People often wonder are my IRA investments guaranteed, and the honest answer is ‘no’. But there are definitely ways to protect your assets through diversification, and you can accomplish this in a number of ways, specifically through real – or tangible – investments. In this episode, David Moore, with IRA Advantage, explains.
Are my self-directed IRA investments guaranteed?
Wouldn’t that be great? Wouldn’t that be wonderful to have all your investments guaranteed? Unfortunately, they’re not. Just like anything else, I think the biggest issue is, as you’ve heard me say before, “self-directed” is not a legally defined term. It’s just a term that describes an account that allows you to go buy what you want to buy. When we’re talking about self-directed accounts, it’s no different than any other account. You’re just changing who the custodian is. So, as far as investments, it’s really no different than any other account. Your self-directed IRA can buy anything you currently own and yet it can buy anything else the law allows.
Naturally, you’re going to look at things and sort of figure out what’s going to be the best diversification for you where we look at… One of the big objections people have about buying real estate with an IRA is that it’s not liquid, so people point at it and say, “Well gee, the lack of liquidity can cause problems with required minimum distribution and things like that.” Well, the lack of liquidity gives it the strength. I like to call a lot of these investments that are called “alternative investments”, real investments. I call them real because they are tangible. If you’ve heard an ad for gold or silver lately, it’s all selling tangible. Real estate’s a tangible asset. It can’t go away if it’s debt-free, unless you don’t pay property taxes. Those things are very good. They’re going to work out over time.

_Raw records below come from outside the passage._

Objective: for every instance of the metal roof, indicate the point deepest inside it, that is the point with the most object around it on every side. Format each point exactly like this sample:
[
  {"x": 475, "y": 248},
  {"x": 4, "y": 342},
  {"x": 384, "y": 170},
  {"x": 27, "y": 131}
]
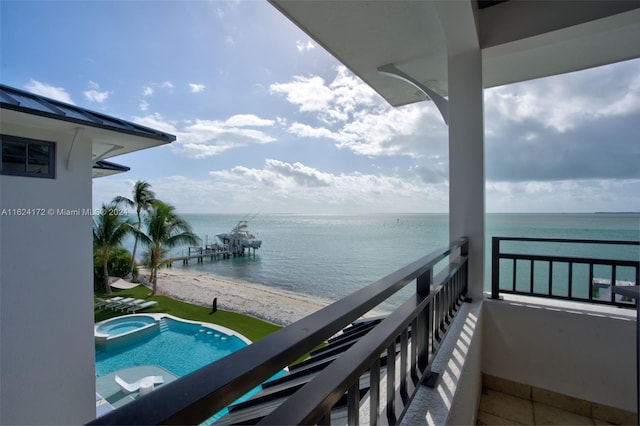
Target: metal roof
[
  {"x": 30, "y": 103},
  {"x": 106, "y": 168}
]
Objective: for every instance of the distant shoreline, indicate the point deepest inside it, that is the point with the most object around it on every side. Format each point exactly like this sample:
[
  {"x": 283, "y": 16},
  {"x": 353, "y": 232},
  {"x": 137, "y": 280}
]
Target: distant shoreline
[{"x": 273, "y": 305}]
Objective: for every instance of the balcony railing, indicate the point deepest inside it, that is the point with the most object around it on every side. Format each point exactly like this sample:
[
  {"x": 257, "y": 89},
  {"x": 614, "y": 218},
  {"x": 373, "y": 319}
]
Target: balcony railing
[
  {"x": 405, "y": 342},
  {"x": 567, "y": 269}
]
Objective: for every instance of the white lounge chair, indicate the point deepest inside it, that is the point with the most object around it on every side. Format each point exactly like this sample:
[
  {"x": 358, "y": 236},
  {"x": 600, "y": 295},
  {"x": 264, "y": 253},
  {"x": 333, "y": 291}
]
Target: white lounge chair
[
  {"x": 100, "y": 303},
  {"x": 145, "y": 305},
  {"x": 124, "y": 306},
  {"x": 133, "y": 387},
  {"x": 116, "y": 305}
]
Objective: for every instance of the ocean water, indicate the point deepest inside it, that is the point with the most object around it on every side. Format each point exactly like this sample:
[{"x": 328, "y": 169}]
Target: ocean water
[{"x": 330, "y": 256}]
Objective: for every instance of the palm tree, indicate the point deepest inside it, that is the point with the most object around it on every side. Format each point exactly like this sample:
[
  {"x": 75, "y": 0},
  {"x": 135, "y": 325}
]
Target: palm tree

We don’t sell investments in here or give investment advice. We just provide the investment vehicle people want or need to make the investments they want to make. When we’re looking at whether a guaranteed investment’s there, there’s no guarantees in life. Diversification’s going to be the best solution for you going forward. It’s our opinion you ought to be taking a look at real investments like real estate and take advantage of those things. When you’re looking at real estate or buying notes, making loans, precious metals, even crypto stuff, the bottom line is you’ve got the ability to diversify into these things if you want. If you feel those investments are going to be appropriate, and if you’ve got specific knowledge on something, the great thing about tangible assets, in the Wall Street world, “alternative investments,” is you can use knowledge.

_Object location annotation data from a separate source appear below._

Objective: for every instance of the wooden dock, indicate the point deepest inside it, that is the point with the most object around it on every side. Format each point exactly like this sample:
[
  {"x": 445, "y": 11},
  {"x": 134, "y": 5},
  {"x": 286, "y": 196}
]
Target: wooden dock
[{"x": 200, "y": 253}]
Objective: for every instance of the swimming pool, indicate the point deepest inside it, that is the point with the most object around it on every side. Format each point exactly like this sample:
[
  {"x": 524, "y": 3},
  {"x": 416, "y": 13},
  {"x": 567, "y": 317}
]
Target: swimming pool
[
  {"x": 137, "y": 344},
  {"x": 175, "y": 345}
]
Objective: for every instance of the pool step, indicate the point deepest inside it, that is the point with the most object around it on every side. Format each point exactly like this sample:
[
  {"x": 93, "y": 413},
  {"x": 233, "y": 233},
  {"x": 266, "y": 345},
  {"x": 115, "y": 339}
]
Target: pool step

If you’re a real estate broker and you want to go buy real estate, do it. That’s totally fine. If you’re a mortgage broker, you want to make hard money loans, do it. Buy notes, do it. Take advantage of it. Minimize your risk and use everything that’s out there and anybody in the investment world is going to tell you, diversification’s your best friend and we’re going to put it out there that diversifying through tangible assets, in Wall Street-speak, “alternative investments,” is going to be definitely something you want to do, and it’s going to be best for you over time.